[Advaita-l] Why holy mantras are chanted 108 times

yajvan yajvan at san.rr.com
Mon Jan 11 20:53:12 CST 2010

hariḥ oṁ 

Tanushree Bagrodia offers the following:
> 1 stands for brahman, the One and only whole reality 0 depicts maya, 
> the creator of all illusions , 8 is the ashtadha prakriti, the materialistic world

This notion of māyā  comes up in conversations often...
If I may let me offer the following for comment and consideration:

 * māyā माया is illusion one is familiar with; it also means two meters; mā is measure

* māya माय - is measuring; rooted in mā is measure, to measure accoss, etc.

* maya मय - is rooted in mī and mā; mī to lose one's way , go astray ; to lessen ,
   diminish , destroy ; mā is measure , binding ; ma is time

For me, I keep this māyā  simple - it is the notion that the infinite is measured out, is metered out. As if one can divide Infinity
into parts. This is the illusion...  that the Infinite (brahman) becomes finite in things; as if the Infinite can be constrained to parts.

What does  ādi śaṅkara-ji offer in his Vivekacūḍāmaṇi ( 111th śloka) regarding this matter?  He says
It (māyā) is neither real nor unreal nor both. It is neither undifferentiated nor different, nor both.
It neither has parts nor is it partless nor both. It is supremely wonderful and of an unexpressible form.

what do I  find to be māyā ?

That the earth is rotating at over 1,000 mph and I do not feel the wind in my face. That I cannot, though my senses, feel this movement.
That I see the sun go from east to west, yet one tells me it is me that is moving.
That I have grown over time but cannot point to any one moment to measure the difference.
That my nature is Infinite, yet I would have never discovered this notion on my own, without the help of the Tradition as a guide.
That people are genuinely good and satvic, yet will kill their own kind when provoked.
That we love dogs and cats and invite them in our homes, but will eat a cow for supper.
That we are compelled to pursue happiness, yet it is within us, and look elsewhere for this miracle.
That many on this earth will kill in the name of the Lord
That some on this good earth think that the 'truth' (satyam) can be measured with numbers and by science
That we are Whole and Full yet we feel incomplete.
That we acquire finite things to bring us joy and it only burdens us with more things to take care of.
That one group believes their God is better then another's and that He/She is qualitatively and quantitively different.
That we are told we have been here before, yet we cannot remember the occasion or the time spent
That some think the veda's are books ( as if from a library)  and should be read as such , as if it was written by man
And - that the world is as we are... if one is having a good day , then all is well. If one is having a bad day, then the world is dark, yet the only thing that changed was the persons view of life.

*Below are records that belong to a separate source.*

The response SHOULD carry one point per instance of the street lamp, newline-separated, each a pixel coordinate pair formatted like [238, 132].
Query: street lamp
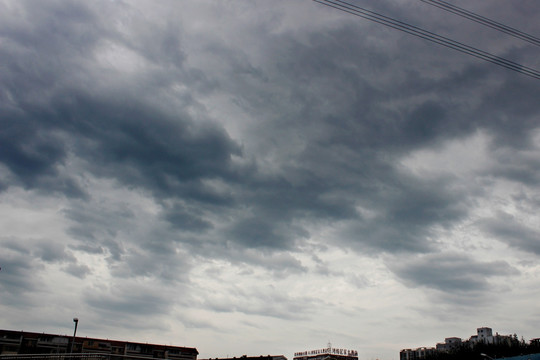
[76, 321]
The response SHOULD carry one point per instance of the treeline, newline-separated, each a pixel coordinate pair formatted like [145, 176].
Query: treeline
[466, 351]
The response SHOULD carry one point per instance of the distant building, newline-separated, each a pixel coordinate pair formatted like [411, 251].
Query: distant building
[328, 353]
[483, 335]
[415, 354]
[245, 357]
[20, 342]
[449, 344]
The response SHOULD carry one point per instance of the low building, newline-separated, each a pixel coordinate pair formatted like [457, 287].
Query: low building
[21, 342]
[328, 353]
[416, 354]
[245, 357]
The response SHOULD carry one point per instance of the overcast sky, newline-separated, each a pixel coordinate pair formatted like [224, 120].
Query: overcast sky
[266, 176]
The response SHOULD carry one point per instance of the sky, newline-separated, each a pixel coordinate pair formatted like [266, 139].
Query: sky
[264, 177]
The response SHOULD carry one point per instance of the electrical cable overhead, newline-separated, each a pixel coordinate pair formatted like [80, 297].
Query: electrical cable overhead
[484, 21]
[430, 36]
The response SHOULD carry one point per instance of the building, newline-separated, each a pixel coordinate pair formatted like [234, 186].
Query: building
[415, 354]
[449, 344]
[20, 342]
[328, 353]
[245, 357]
[483, 335]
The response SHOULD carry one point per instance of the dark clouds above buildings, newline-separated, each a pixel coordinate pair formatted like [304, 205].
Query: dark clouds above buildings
[183, 134]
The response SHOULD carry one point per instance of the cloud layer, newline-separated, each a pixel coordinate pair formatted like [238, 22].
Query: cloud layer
[229, 169]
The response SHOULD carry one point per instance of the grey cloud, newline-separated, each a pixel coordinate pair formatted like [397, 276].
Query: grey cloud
[511, 231]
[264, 302]
[19, 274]
[140, 299]
[78, 270]
[452, 273]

nalpe sukham asti - 'finite things do not contain happiness' - rishi Sanatkumara


-----Original Message-----
From: advaita-l-bounces at lists.advaita-vedanta.org [mailto:advaita-l-bounces at lists.advaita-vedanta.org] On Behalf Of Tanushree Bagrodia
Sent: Sunday, January 10, 2010 11:26 PM
To: advaita-l at lists.advaita-vedanta.org
Subject: Re: [Advaita-l] Why holy mantras are chanted 108 times

> A new member (who still has to learn a lot), I would like to share my
>> learnings on the number 108.
> 1 stands for brahman, the One and only whole reality 0 depicts maya, 
> the creator of all illusions
> 8 is the ashtadha prakriti, the materialistic world
> The only thing separating the materialistic world from the brahman is 
> maya and hence the 0 between the 1 and 8. It is maya and getting 
> sucked into it that creates the distance between the material world and the brahman.
> Without the brahman or the ashtadha prakriti, maya own its own has no 
> powers. 0 on its own has no value. Thus the number 108 is a 
> representation of brahman and a constant reminder that there is only 
> One reality and One truth all else is an illusion created by maya in 
> the form of the materialistic world.
> Interestingly, SitaRam and RadheyShyam in the devnagri script also add 
> to
> 108
> For e.g. SitaRam
> Sita :
> The alphabet "s" in Devnagri is the 32nd consonant The vowel sound "I" 
> in Devnagri is the 4th The alphabet "t" is the 16th consonant The 
> vowel sound "A" is the 2nd Total of these is 54
> Ram:
> The alphabet "r" is the 27th consonant The vowel "A" is the 2nd The 
> alphabet "m" is the 25 Total of these is 54
> Total for SitaRam is 108
> Similarly RadheyShyam adds to a 108
> 108 was used in the titles of vaishnav saints, however, in the recent 
> times not understanding the significance of 108 many mandleshwars 
> (which again is a mis-representation as it should be mandleeshwar from 
> the words mandli +
> ishwar) have started using 1008, such that their titles read 1008 swami sri.
> This should be 108, if used at all.